Davids, who came to Sycamore Ridge after serving as golf course superintendent at Shaker Run Golf club in Lebanon, Ohio, says there are a few ways golfers can make the job of those in his profession a little easier and help their golf course stay in top shape, including areas like his vibrant bent fairways.
  
“Of course filling divots, we keep sand and seed on the carts – granted sand and seed only work when the weather conditions are conducive – I’d rather see divots replaced if it’s cool, but if we’re in the summer time I’d rather see them use sand and seed because we irrigate and the divots won’t survive a day,” he advises. “Fix your ball marks, rake bunkers and other than that, just enjoy themselves.” 

KGA golfers moving on to NCAA regionals
  
Several college golfers with Kansas ties and having experience in Kansas Golf Association championships have qualified for NCAA regional events later this month.
  
The Wichita State men’s golf team qualified for the regional at the Traditions Club in College Station, Texas. The Shockers were placed in the defending NCAA champion Aggies region as the No. 12 seed after collecting their automatic bid by winning the State Farm Missouri Valley Conference tournament on April 27.
  
Senior All-American and MVC Golfer of the Year Dustin Garza of Mission, Texas, will lead the Shockers into their third straight NCAA appearance. Other Shockers contributing to the MVC-winning score at Prairie Dunes Country Club included Anders Engell, Hunter Sparks, Tyler Gann and Rafael Becker.
  
Kansas State University’s team didn’t qualify, but two seniors did as individuals. Fort Scott’s Joe Ida and Waterloo, Ill.’s Mitchell Gregson both will compete in the Alpharetta, Ga. regional at Capital City Club. The Wildcats had qualified for the NCAA tourney as a team in both 2008 and 2009.
  
University of Missouri-Kansas City freshman Korbin Kuehn of Overland Park will compete in the Georgia regional as well after winning the Summit League championship in a playoff to become the automatic qualifier. Kuehn is just the second UMKC golfer to compete in the NCAA event, joining Kangaroo Hall of Famer Robert Russell.
  
University of Kansas junior Nate Barbee will compete in the San Diego regional at Carlton Oaks Golf Club. Barbee of Dakota Dunes, S.D., had eight top-10 finishes this season and won last fall’s Kansas Invitational.
  
All six NCAA regionals will be played May 20-22. The top-five teams in each of the regionals and the low individual not on an advancing team will move on to compete in the NCAA Championship, June 1-6 at The Honors Course in Chattanooga, Tenn. 

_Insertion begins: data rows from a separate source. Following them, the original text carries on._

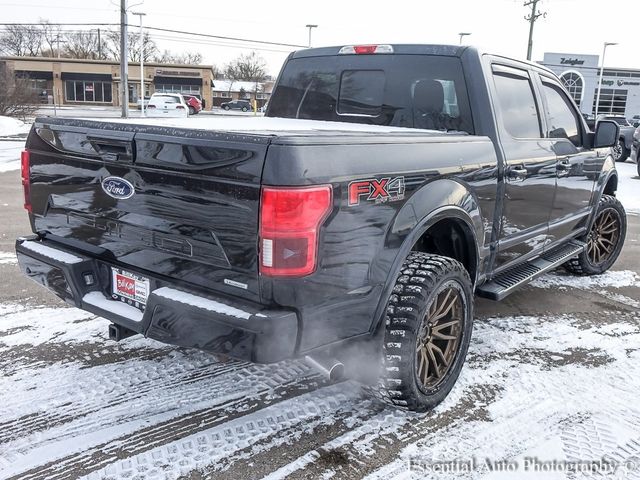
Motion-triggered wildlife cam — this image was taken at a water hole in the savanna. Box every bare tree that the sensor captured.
[154,50,202,65]
[0,63,38,119]
[0,25,42,57]
[103,31,158,62]
[225,52,267,82]
[62,30,98,60]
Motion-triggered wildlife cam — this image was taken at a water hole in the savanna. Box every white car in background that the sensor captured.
[146,93,189,117]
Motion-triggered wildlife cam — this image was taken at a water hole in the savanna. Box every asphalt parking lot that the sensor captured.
[0,158,640,479]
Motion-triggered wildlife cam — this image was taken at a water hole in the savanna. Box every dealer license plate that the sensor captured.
[111,267,149,311]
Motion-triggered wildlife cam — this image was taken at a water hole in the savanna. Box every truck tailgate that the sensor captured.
[27,119,271,300]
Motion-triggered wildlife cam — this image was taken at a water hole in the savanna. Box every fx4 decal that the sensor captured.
[349,177,404,206]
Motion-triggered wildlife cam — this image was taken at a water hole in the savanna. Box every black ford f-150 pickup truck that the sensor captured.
[16,45,626,410]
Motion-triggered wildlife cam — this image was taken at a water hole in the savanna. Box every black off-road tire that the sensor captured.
[612,138,631,162]
[364,252,473,412]
[564,195,627,275]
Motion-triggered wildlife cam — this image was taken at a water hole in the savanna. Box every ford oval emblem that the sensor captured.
[102,177,136,200]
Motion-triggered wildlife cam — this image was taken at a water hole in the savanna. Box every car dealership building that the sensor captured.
[541,53,640,118]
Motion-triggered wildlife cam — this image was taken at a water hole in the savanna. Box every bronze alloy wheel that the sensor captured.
[611,140,622,162]
[587,208,620,265]
[416,282,465,390]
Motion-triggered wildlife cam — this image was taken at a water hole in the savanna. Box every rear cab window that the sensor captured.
[541,77,582,147]
[268,54,474,134]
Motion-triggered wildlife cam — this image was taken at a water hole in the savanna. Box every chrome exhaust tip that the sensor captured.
[304,355,344,382]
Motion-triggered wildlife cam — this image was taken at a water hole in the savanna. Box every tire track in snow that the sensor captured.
[252,316,640,480]
[11,375,330,480]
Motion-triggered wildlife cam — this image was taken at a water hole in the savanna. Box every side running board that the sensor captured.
[476,240,586,300]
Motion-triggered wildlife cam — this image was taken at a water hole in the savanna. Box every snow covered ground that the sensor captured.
[0,271,640,480]
[0,115,31,137]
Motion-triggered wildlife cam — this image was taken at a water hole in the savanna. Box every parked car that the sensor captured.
[146,93,189,117]
[597,115,635,162]
[16,45,627,411]
[136,97,151,110]
[182,93,202,115]
[220,100,251,112]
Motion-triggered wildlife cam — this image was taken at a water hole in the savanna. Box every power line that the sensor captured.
[0,22,308,48]
[524,0,547,60]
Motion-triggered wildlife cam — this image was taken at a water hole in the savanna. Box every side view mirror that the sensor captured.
[593,120,620,148]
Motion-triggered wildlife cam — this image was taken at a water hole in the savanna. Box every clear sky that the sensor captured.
[0,0,640,75]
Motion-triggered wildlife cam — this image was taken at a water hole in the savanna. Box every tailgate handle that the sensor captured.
[87,136,134,161]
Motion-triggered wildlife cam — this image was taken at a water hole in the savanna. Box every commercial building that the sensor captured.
[541,53,640,118]
[0,57,213,109]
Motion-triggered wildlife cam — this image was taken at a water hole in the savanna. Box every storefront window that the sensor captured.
[156,84,202,94]
[593,88,628,115]
[64,80,111,103]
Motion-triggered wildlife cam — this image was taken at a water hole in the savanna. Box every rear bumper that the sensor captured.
[16,237,298,363]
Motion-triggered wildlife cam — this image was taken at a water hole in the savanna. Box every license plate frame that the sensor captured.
[111,267,151,312]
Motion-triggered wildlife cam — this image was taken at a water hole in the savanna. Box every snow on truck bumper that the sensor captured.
[16,237,298,363]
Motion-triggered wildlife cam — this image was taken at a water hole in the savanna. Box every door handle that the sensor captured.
[509,165,529,180]
[556,157,571,171]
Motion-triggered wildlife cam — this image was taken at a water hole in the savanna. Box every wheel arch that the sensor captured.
[372,179,486,338]
[587,155,618,230]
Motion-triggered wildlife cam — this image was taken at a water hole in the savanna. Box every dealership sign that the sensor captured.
[601,79,640,87]
[560,57,584,66]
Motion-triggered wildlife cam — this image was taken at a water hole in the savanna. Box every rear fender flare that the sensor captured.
[587,154,618,231]
[372,179,483,333]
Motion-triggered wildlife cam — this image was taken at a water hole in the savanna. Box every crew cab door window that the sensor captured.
[542,81,582,147]
[493,67,542,138]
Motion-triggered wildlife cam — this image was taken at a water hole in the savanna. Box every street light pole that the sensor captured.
[131,12,146,117]
[307,24,318,48]
[594,42,617,120]
[120,0,129,118]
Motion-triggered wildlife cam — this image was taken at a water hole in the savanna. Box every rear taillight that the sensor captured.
[20,150,33,213]
[338,45,393,55]
[260,185,332,277]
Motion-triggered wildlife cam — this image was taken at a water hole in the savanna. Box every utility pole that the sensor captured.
[524,0,547,60]
[131,12,146,117]
[120,0,129,118]
[307,24,318,48]
[594,42,617,117]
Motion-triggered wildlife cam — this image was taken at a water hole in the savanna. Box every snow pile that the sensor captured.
[530,270,640,290]
[0,116,31,137]
[0,252,18,265]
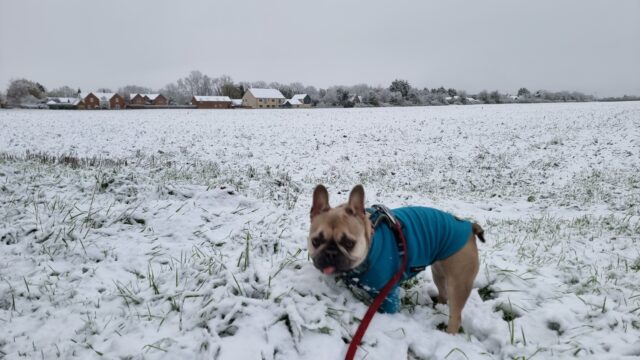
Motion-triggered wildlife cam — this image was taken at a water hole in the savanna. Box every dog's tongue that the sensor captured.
[322,266,336,275]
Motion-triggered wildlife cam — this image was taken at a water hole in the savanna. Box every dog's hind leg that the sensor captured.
[441,235,480,334]
[431,261,447,304]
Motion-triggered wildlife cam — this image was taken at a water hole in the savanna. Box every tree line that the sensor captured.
[0,70,640,107]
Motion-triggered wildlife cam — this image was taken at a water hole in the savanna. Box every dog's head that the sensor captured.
[308,185,372,275]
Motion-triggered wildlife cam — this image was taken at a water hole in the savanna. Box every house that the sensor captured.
[191,95,233,109]
[291,94,311,107]
[242,88,285,109]
[80,92,126,110]
[349,95,362,104]
[129,94,169,106]
[280,98,304,108]
[46,97,84,110]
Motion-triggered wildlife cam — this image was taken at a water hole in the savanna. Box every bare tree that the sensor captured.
[7,79,46,105]
[177,70,214,96]
[118,85,153,101]
[160,83,191,105]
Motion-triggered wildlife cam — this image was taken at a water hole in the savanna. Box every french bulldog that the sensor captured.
[308,185,484,334]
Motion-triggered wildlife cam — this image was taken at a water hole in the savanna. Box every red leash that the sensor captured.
[344,221,408,360]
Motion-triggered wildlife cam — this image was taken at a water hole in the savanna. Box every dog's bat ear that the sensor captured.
[311,184,331,219]
[349,185,364,215]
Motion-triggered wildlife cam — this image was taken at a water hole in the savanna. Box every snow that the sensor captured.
[0,102,640,359]
[247,88,285,99]
[194,95,231,102]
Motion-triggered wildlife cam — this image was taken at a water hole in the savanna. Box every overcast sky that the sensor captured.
[0,0,640,96]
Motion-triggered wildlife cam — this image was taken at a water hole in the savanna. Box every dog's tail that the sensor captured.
[471,223,485,242]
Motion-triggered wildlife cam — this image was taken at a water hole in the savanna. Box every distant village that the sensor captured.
[0,70,640,110]
[44,88,311,110]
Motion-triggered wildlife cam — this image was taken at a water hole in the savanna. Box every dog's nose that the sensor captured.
[324,243,339,259]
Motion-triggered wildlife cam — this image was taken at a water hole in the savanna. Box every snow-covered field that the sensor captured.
[0,102,640,360]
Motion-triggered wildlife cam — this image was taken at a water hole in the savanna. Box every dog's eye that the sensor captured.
[342,239,356,251]
[311,235,324,247]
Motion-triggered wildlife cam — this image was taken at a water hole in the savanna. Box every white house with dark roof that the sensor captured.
[129,94,168,106]
[191,95,233,109]
[80,91,126,110]
[242,88,286,109]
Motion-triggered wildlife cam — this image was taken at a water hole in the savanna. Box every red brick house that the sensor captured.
[191,95,233,109]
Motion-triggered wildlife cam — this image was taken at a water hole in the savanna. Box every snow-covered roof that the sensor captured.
[80,91,117,101]
[284,98,302,105]
[193,95,231,102]
[129,94,160,101]
[47,97,82,105]
[247,88,285,99]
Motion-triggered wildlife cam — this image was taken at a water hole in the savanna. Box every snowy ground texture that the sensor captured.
[0,102,640,360]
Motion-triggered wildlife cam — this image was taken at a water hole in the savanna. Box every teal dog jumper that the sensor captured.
[342,207,472,313]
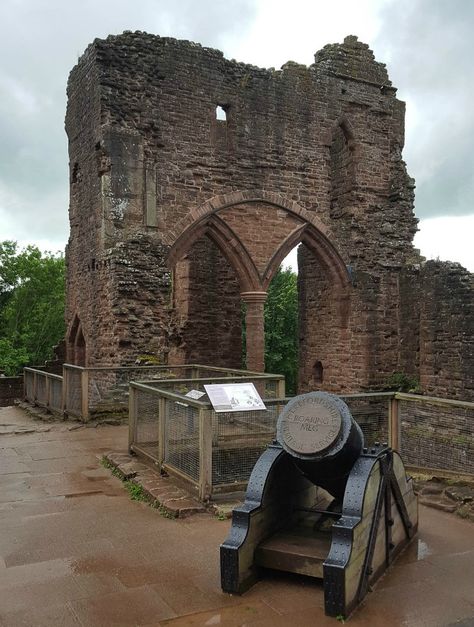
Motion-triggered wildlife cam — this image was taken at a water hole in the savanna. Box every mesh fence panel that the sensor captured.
[400,400,474,474]
[212,403,284,486]
[133,390,159,461]
[36,372,48,406]
[341,396,389,446]
[89,366,179,411]
[65,368,82,416]
[23,370,35,402]
[165,400,199,483]
[49,377,63,411]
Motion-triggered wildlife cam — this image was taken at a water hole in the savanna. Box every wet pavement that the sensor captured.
[0,408,474,627]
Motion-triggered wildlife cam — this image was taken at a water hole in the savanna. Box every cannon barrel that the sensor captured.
[277,392,364,499]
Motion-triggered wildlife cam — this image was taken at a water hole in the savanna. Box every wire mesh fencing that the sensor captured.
[341,393,393,447]
[132,389,162,462]
[163,400,200,483]
[212,400,285,490]
[399,395,474,474]
[23,368,35,403]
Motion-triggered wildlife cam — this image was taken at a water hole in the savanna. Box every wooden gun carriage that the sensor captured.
[220,392,418,617]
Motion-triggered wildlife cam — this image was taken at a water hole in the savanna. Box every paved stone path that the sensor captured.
[0,408,474,627]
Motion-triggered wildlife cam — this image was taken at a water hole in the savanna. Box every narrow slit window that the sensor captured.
[216,105,227,122]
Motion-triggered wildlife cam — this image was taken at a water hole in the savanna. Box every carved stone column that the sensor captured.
[241,292,267,372]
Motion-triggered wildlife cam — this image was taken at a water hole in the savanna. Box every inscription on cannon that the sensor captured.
[278,394,342,455]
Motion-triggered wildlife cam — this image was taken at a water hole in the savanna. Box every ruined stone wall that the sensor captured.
[170,237,242,368]
[66,33,472,396]
[66,33,416,389]
[400,261,474,401]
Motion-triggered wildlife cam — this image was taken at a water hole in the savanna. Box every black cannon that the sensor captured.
[220,392,418,617]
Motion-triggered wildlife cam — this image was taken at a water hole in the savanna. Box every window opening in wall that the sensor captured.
[313,360,324,383]
[264,258,298,396]
[216,105,227,122]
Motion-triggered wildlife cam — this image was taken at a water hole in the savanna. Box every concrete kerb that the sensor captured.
[103,451,207,518]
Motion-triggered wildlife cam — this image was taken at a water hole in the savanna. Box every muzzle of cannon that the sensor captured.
[220,392,418,617]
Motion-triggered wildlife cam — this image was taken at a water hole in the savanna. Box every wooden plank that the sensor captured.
[255,529,331,578]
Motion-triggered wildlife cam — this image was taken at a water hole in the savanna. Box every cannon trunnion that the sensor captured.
[221,392,418,616]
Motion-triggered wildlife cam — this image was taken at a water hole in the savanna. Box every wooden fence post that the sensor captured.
[128,385,137,453]
[388,395,401,451]
[45,374,51,409]
[199,409,212,501]
[81,368,89,422]
[158,396,168,467]
[276,377,286,398]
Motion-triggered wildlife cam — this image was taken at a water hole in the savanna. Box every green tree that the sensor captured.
[265,267,298,395]
[0,241,65,374]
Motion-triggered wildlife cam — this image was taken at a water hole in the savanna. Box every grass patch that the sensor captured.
[100,456,176,518]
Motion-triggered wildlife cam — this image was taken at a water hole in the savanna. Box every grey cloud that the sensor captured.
[374,0,474,218]
[0,0,255,246]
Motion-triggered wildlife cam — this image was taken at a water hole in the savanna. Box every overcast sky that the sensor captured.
[0,0,474,271]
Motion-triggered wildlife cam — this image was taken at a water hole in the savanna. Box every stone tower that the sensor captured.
[66,32,472,398]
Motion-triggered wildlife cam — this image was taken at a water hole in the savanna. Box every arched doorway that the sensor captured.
[168,193,350,388]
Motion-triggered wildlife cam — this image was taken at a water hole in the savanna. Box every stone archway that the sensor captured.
[168,191,350,372]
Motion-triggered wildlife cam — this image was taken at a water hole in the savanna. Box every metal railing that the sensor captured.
[24,364,284,422]
[24,368,63,413]
[129,380,474,500]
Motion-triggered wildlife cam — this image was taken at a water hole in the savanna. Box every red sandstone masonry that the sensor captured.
[66,32,472,395]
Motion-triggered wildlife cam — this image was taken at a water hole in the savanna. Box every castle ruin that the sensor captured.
[66,32,474,399]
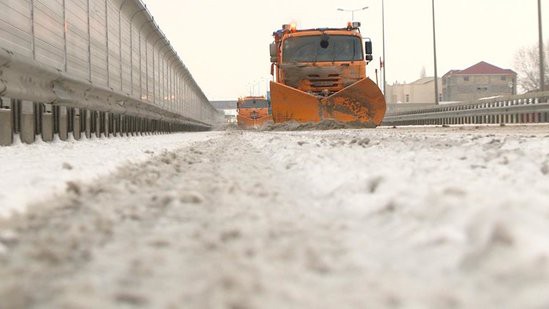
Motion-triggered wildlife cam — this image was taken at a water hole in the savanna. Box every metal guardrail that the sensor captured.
[0,0,223,145]
[382,92,549,126]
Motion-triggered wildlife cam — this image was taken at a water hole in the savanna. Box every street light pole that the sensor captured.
[381,0,387,101]
[538,0,545,91]
[432,0,439,105]
[337,6,368,22]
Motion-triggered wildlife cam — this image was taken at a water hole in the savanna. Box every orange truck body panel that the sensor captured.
[270,26,386,127]
[236,96,273,129]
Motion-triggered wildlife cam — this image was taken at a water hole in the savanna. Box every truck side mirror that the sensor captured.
[364,39,372,56]
[269,43,278,62]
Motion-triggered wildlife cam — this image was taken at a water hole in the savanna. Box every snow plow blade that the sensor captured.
[271,78,386,127]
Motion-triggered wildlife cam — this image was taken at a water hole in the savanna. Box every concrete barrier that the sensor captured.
[0,98,13,146]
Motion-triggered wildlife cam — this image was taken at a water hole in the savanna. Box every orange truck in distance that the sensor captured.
[236,96,273,129]
[270,22,386,127]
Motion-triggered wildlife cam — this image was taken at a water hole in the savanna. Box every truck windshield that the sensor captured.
[239,99,269,108]
[282,35,363,63]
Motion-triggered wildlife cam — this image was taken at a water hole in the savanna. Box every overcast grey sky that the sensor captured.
[144,0,549,100]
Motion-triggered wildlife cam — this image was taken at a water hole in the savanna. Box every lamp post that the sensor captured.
[337,6,368,21]
[432,0,439,105]
[538,0,545,91]
[381,0,387,98]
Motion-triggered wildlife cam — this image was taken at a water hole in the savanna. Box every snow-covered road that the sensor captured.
[0,126,549,308]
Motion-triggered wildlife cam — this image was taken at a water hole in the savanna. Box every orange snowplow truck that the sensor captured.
[236,96,272,129]
[270,22,386,127]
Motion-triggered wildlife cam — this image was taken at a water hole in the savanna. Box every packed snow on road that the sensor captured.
[0,125,549,308]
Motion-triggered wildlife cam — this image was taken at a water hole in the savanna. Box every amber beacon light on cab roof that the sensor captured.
[270,22,386,127]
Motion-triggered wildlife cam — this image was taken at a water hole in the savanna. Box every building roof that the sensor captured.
[211,100,236,110]
[412,77,435,85]
[444,61,517,76]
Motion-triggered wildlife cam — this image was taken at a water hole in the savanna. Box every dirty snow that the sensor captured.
[0,126,549,308]
[0,132,224,217]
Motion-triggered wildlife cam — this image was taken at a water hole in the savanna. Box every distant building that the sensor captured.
[386,77,442,104]
[211,100,237,123]
[442,61,517,101]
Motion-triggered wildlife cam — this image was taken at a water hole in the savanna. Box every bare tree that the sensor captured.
[514,42,549,92]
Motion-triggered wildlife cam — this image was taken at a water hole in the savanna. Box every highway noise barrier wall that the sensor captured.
[0,0,223,145]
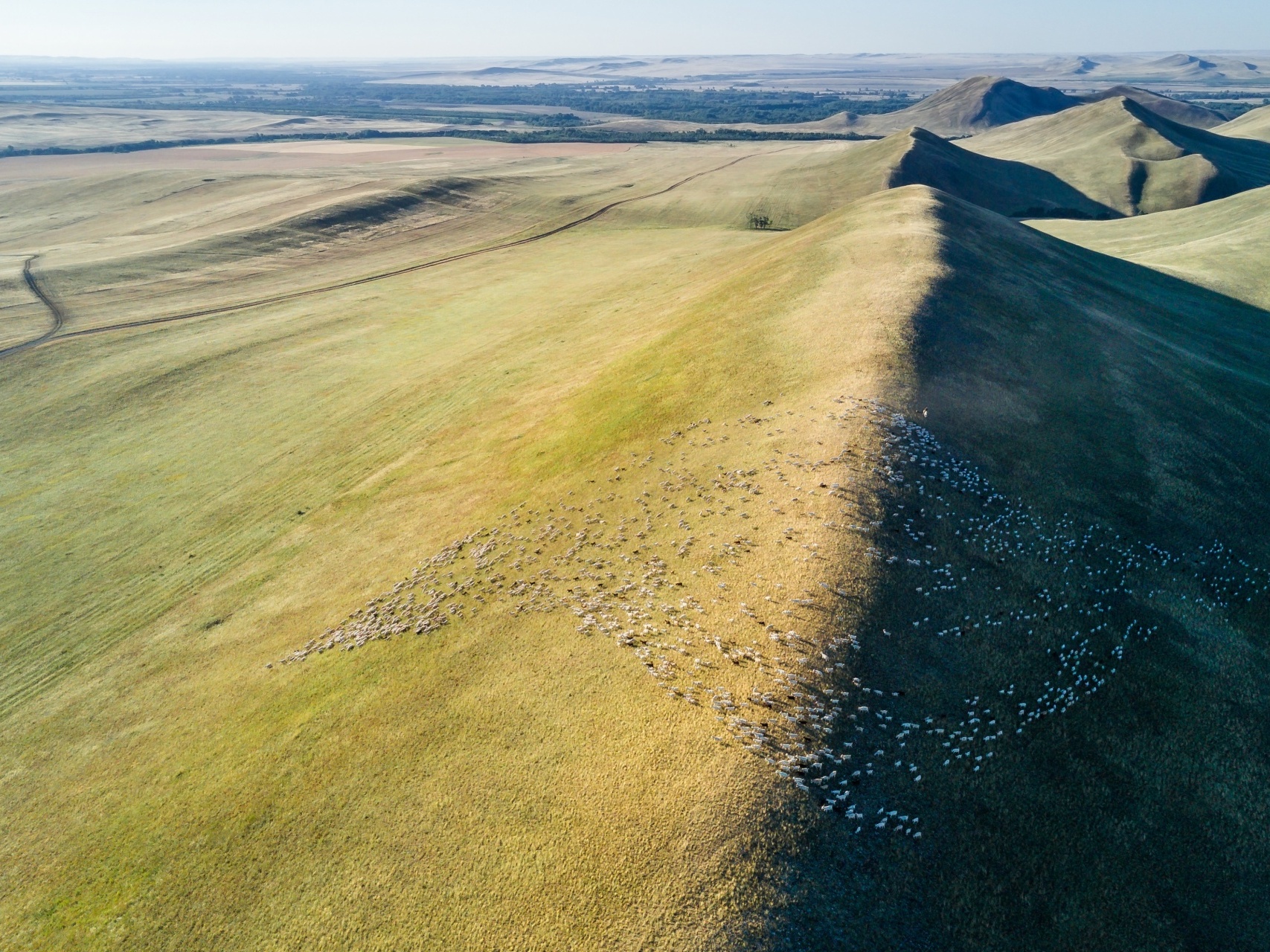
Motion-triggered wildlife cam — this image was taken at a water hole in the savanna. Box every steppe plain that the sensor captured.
[0,56,1270,950]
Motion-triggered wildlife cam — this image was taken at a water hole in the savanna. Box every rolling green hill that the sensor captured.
[1081,85,1225,129]
[0,135,1270,952]
[821,76,1081,136]
[961,97,1270,214]
[1213,106,1270,142]
[1031,188,1270,309]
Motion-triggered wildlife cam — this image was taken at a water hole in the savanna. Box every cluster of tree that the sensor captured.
[303,81,916,124]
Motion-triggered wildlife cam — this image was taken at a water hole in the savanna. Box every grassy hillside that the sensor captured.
[824,76,1080,136]
[961,97,1270,214]
[1081,85,1225,129]
[0,133,1270,950]
[0,141,931,948]
[1213,106,1270,142]
[1031,188,1270,309]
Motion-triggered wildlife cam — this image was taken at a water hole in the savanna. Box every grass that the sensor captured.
[963,97,1270,214]
[0,129,1270,950]
[1031,181,1270,307]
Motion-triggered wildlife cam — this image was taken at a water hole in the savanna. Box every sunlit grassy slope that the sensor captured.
[1213,106,1270,142]
[1031,188,1270,307]
[0,135,1270,950]
[960,97,1270,214]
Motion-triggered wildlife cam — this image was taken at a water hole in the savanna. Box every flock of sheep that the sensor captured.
[275,397,1268,839]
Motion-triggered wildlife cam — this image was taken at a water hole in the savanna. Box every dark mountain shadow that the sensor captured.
[751,197,1270,952]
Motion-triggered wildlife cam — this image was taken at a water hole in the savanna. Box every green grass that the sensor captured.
[961,97,1270,214]
[0,135,1270,950]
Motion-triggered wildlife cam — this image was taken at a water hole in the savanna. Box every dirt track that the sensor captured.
[0,255,66,357]
[0,155,751,359]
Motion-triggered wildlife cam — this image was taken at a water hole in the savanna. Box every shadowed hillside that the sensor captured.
[1031,188,1270,309]
[1081,85,1225,129]
[963,97,1270,214]
[863,128,1114,219]
[824,76,1081,136]
[0,135,1270,952]
[746,189,1270,952]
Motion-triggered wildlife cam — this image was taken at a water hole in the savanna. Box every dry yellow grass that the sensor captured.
[7,132,1270,951]
[0,138,934,948]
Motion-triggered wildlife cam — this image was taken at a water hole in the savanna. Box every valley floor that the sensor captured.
[0,140,1270,950]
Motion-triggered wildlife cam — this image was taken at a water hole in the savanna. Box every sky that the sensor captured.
[0,0,1270,60]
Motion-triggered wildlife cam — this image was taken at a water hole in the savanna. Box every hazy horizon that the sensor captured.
[10,0,1270,61]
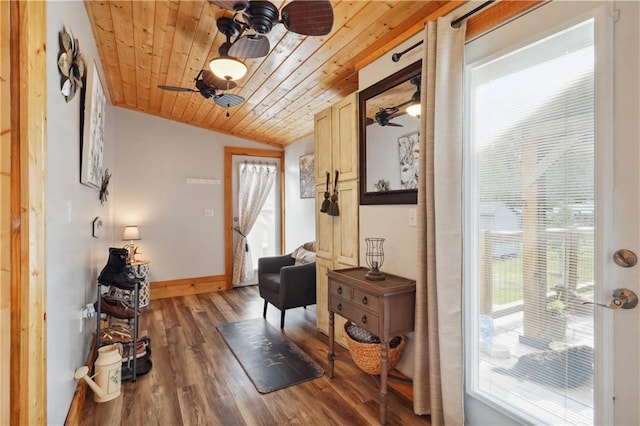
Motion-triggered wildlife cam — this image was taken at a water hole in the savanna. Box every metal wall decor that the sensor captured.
[100,169,111,205]
[58,27,86,102]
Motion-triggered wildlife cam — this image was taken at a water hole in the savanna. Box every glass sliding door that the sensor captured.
[465,8,596,424]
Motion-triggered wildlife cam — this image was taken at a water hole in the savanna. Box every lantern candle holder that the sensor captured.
[364,238,385,281]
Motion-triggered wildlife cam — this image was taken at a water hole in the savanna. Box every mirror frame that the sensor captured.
[358,60,422,205]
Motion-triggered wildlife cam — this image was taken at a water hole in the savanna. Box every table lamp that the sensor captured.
[364,238,385,281]
[122,226,140,263]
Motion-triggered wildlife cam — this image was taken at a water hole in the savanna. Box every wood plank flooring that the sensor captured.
[82,286,430,425]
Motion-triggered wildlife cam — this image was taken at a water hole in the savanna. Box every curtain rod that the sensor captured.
[391,0,496,62]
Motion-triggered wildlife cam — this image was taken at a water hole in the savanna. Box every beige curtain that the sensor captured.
[231,163,276,285]
[414,17,466,426]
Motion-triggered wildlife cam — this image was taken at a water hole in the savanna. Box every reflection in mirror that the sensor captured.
[359,61,421,204]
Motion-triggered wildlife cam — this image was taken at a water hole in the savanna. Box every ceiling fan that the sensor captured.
[370,75,420,127]
[158,70,244,117]
[209,0,333,58]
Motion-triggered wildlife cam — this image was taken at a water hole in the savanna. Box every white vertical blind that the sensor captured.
[468,19,595,424]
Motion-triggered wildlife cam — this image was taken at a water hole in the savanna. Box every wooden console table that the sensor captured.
[327,268,416,424]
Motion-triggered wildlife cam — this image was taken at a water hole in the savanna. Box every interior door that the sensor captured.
[232,155,282,287]
[465,2,640,425]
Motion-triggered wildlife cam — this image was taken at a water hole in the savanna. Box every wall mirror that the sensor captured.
[358,61,422,204]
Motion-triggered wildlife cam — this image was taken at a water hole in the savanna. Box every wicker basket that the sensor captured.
[344,321,407,376]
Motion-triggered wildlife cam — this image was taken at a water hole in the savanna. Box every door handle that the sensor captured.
[582,288,638,309]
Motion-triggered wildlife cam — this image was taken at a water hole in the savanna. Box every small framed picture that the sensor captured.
[300,154,316,198]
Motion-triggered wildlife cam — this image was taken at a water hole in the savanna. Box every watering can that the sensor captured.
[73,343,122,402]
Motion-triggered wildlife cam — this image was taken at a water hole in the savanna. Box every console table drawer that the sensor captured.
[353,289,380,312]
[329,297,380,336]
[329,281,353,300]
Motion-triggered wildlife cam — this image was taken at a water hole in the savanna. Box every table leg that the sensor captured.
[380,339,389,425]
[327,311,336,378]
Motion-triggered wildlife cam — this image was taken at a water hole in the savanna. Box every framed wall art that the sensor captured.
[300,154,316,198]
[398,132,420,189]
[80,61,107,190]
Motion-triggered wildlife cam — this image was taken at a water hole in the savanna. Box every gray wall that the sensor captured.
[111,108,271,281]
[283,136,316,253]
[46,1,308,424]
[46,1,114,424]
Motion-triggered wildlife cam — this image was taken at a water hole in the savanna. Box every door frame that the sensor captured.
[224,146,285,290]
[0,1,47,424]
[465,1,640,424]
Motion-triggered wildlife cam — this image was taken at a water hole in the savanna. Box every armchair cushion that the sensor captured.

KGA in Salina, Manhattan this month
  
The Kansas Golf Association has two more championships to close out a busy first month of its season. On May 17-18, the Association heads to central Kansas for the 2010 Senior Four-Ball Championship at Salina Country Club. Thirty-six holes of four-ball stroke play are planned in three senior divisions: championship (gross scoring only), net (net scoring only) and super senior (both players must be 65 or older).
  
The championship division will be contested from a longer set of tees than the other two divisions, according to championship officials. Last year, Raytown, Mo.’s Steve Groom and Kansas City’s Andy Smith teamed to grab the Four-Ball title by three shots at Sycamore Ridge Golf Course in Spring Hill.
  
The Association closes out the month with its annual Public Links Championship May 22-23 at Manhattan’s Colbert Hills Golf Club. The home of the Kansas State Wildcats will be the site for two rounds of stroke play in gross and net divisions for public golf course players 25 and younger, 26-49 and 50 and older.
  
Wichita’s Steve Newman held off Kansas City’s Don Kuehn and Sterling High School standout/2010 KGA Junior Player of the Year Michael Gellerman to win the 2009 Public Links at Newton’s Sand Creek Station by four strokes.